Кассир снова погрузился в молчание. Омер смотрел ему в лицо, ожидая продолжения, но Хюсаметтин-эфенди медленно поднялся из-за стола.
- Пора, - сказал он. - Пойдем в нашу пещеру. Омер был изрядно заинтригован, но, зная характер
кассира, не решался настаивать - Хюсаметтин-эфенди не любил, чтобы совали нос в его дела. Когда они поднимались по лестнице в контору, он сказал:
- По-моему, сынок, нет никакой разницы между молодостью и старостью. Может быть, старость даже лучше, так как она означает, что жизнь, эта бессмысленная канитель, уже на исходе. Есть, однако, такие дела, которые для стариковских плеч слишком тяжелы. Впрочем, посмотрим… - Тут к нему неожиданно вернулось его обычное расположение духа. - Загадками говорю, не правда ли? Как-нибудь, при удобном случае, объясню тебе все. Я знаю: ты едва ли сможешь дать мне полезный совет. Да и не такое это дело, чтобы можно было помочь одним советом. Но должен я хоть с кем-то поделиться, сил моих больше нет молчать. От жены дома таюсь, в конторе от всех скрываю, в пору свихнуться.
И, ни слова не добавив, он пошел к себе за перегородку.

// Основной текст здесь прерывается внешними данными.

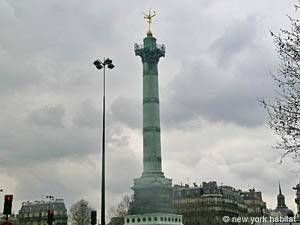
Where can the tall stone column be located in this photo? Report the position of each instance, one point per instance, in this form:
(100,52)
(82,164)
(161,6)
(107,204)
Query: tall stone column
(297,201)
(152,191)
(150,53)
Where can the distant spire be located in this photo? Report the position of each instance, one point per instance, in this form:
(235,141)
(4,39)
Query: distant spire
(280,189)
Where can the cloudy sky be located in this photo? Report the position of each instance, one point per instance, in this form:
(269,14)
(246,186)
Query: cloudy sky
(219,55)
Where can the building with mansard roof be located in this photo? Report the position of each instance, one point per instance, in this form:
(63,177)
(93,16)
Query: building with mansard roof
(36,212)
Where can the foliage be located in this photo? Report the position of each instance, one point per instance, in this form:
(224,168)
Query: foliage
(284,109)
(80,213)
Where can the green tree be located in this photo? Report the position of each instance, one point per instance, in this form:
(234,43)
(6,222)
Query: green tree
(80,213)
(284,108)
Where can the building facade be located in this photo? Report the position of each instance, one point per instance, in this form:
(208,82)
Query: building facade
(36,213)
(210,204)
(254,202)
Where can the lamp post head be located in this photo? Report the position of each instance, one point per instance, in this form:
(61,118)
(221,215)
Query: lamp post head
(107,61)
(110,66)
(98,64)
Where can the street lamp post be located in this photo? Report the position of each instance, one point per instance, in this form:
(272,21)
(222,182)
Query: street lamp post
(99,65)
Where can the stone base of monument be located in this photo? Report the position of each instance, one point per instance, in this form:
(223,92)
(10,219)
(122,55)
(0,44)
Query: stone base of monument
(153,219)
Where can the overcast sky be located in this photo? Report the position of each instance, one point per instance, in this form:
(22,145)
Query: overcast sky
(219,55)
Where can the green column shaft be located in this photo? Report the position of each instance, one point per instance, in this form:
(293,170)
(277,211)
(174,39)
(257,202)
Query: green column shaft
(150,53)
(151,120)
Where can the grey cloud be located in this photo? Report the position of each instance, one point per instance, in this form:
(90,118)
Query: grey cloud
(87,116)
(234,40)
(52,116)
(127,111)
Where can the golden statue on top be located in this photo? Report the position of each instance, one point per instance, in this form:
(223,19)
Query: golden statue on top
(149,17)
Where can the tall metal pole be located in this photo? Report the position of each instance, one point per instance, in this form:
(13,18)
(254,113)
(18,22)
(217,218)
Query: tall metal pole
(103,154)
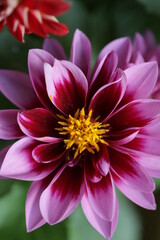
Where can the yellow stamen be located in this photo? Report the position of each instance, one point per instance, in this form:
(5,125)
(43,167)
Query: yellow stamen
(82,133)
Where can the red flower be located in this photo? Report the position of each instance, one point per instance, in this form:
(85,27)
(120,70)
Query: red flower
(33,16)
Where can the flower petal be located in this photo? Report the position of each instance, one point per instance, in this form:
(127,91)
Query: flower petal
(105,228)
(45,153)
(17,87)
(133,174)
(19,163)
(146,76)
(62,196)
(137,113)
(107,98)
(81,52)
(34,217)
(102,197)
(66,86)
(55,48)
(122,46)
(103,73)
(36,60)
(143,199)
(9,128)
(38,123)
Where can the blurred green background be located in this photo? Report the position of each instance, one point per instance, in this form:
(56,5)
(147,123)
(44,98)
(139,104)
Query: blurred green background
(102,21)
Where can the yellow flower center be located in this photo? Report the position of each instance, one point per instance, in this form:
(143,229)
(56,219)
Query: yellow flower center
(82,133)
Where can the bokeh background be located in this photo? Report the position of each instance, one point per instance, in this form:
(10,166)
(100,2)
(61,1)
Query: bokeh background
(102,21)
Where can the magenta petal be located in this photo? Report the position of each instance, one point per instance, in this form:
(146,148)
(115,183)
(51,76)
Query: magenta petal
(143,199)
(34,217)
(45,153)
(105,228)
(137,113)
(36,60)
(133,174)
(101,161)
(19,163)
(66,86)
(81,52)
(107,98)
(38,123)
(139,44)
(55,48)
(17,87)
(146,76)
(9,128)
(62,196)
(122,46)
(103,73)
(102,197)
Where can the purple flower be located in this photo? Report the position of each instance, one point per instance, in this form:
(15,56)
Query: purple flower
(81,135)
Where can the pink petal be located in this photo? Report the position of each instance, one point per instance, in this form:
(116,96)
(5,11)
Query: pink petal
(122,46)
(130,172)
(101,161)
(17,87)
(19,163)
(135,114)
(146,76)
(107,98)
(55,48)
(36,60)
(34,217)
(105,228)
(103,73)
(81,52)
(45,153)
(66,86)
(9,128)
(62,196)
(139,44)
(102,197)
(143,199)
(38,123)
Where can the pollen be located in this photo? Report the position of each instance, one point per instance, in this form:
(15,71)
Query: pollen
(81,133)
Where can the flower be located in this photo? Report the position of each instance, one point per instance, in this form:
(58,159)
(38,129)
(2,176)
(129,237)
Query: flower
(79,135)
(33,16)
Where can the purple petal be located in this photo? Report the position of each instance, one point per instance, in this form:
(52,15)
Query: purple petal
(139,44)
(36,60)
(66,86)
(81,52)
(62,196)
(133,174)
(103,73)
(17,87)
(2,156)
(45,153)
(38,123)
(146,76)
(34,217)
(53,47)
(135,114)
(9,128)
(107,98)
(105,228)
(122,46)
(19,163)
(143,199)
(102,197)
(101,161)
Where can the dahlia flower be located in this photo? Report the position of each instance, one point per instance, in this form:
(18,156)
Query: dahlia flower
(79,134)
(33,16)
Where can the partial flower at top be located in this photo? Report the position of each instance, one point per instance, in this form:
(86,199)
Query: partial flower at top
(80,134)
(33,16)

Омер направился к своему столу. Но он был не в состоянии сидеть на месте, не мог подавить нетерпения. «Оба мы в одном городе, - говорил он сам себе. - Полчаса, а то и меньше нужно, чтобы дойти друг до друга. Но, несмотря на это, я - здесь, а она - там. Почему? Какое у меня здесь дело? Только мучаю себя и надоедаю другим. Да и у нее, наверное, все из рук валится. Не станешь ведь в такой день играть на рояле? Мы не вместе! Разве может быть что-либо бессмысленнее? Жизнь - это цепь случайностей. Прекрасно. Но ведь должна же быть в ней хоть какая-то логика?!»
Омер потихоньку вышел из комнаты. Чтобы скрыть свой уход, он оставил шляпу на вешалке. Перескакивая через две ступени, сбежал вниз. На улице приостановился и подумал: «Еще слишком рано. Как бы она не решила, будто я влюбился до потери сознания». Но тут же одернул себя: не такая это девушка, чтобы перед ней надо было хитрить и притворяться. От нее ему ничего не удастся скрыть. Эта мысль одновременно и пугала, и успокаивала его. Знать, что кто-то видит тебя насквозь, не слишком приятно. Но ведь наконец он встретил человека, способного понимать все его мысли, даже те, которые он не осмелится высказать вслух.